This relationship has clearly become second nature to travellers, who have spent the past year under lockdown, ordering everything from food to entertainment from their armchair, on their phones.
With notable exceptions, including Heathrow, Singapore Changi, Dublin and Auckland, making investments in this area, overall only 6% of the world’s top airports can currently deliver a fully joined-up traveller experience across the airport, Airport Dimensions found
While, more encouragingly, 40% of airports now offer some form of ecommerce service, often this is highly fragmented in nature and operated on an individual concession-by-concession basis. Only 15% of airports have taken steps to integrate these programmes into a joined-up single basket, making the experience frictionless and facilitating bundling of services in ways that are more attractive to travellers and driving increased sales.
Changi Airport led the way in this area with a perfect 10 out of 10 in the audit. The perfect rating reflected the Singaporean gateway’s approach to integrated traveller engagement, communication, loyalty management and ecommerce integration.
Regionally, European airports set the bar, with an average overall scorecard of 3.6 (out of 10) followed by APAC and Middle East, both on 2.3, and the Americas trailing at 1.8. Among the world’s largest airports (over 50 million passengers annually) APAC faired best with an overall score of 3.9, boosted by major global hubs such as Changi, Bangkok’s Suvarnabhumi and Hong Kong.

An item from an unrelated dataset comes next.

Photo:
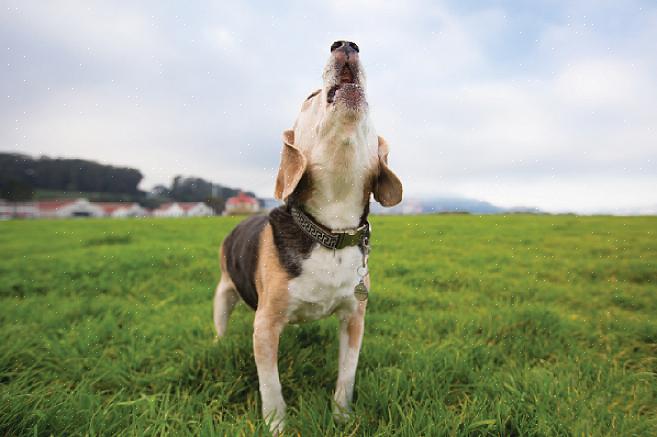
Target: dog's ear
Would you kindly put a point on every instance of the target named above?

While the importance of customer loyalty is well recognised across the travel industry, and considered a hygiene factor for travellers, only a small number of airports have successfully embraced this – with only a fifth of airports looking to formally engage travellers in a relationship.
A mere 8% of airports have launched reward propositions and only 4% offer new subscription loyalty propositions, a concept that has taken hold outside the airports business. While some larger global hubs have made progress on loyalty, it is often mid-sized airports such as Dublin and Auckland that are leading innovation in this area.
Airport Dimensions Global Strategy Director Stephen Hay commented, “With digital relationships now so fully integrated across our business and personal lives and setting minimum consumer expectations, it is clear that many airports have some catching up to do.
“Airport Dimensions supports airports to integrate the relationship across the journey and the airport. Our Connecta platform is an e-commerce and relationship management platform offering airports a fast and future-proofed approach to engaging travellers and shaping performance on the airport journey.”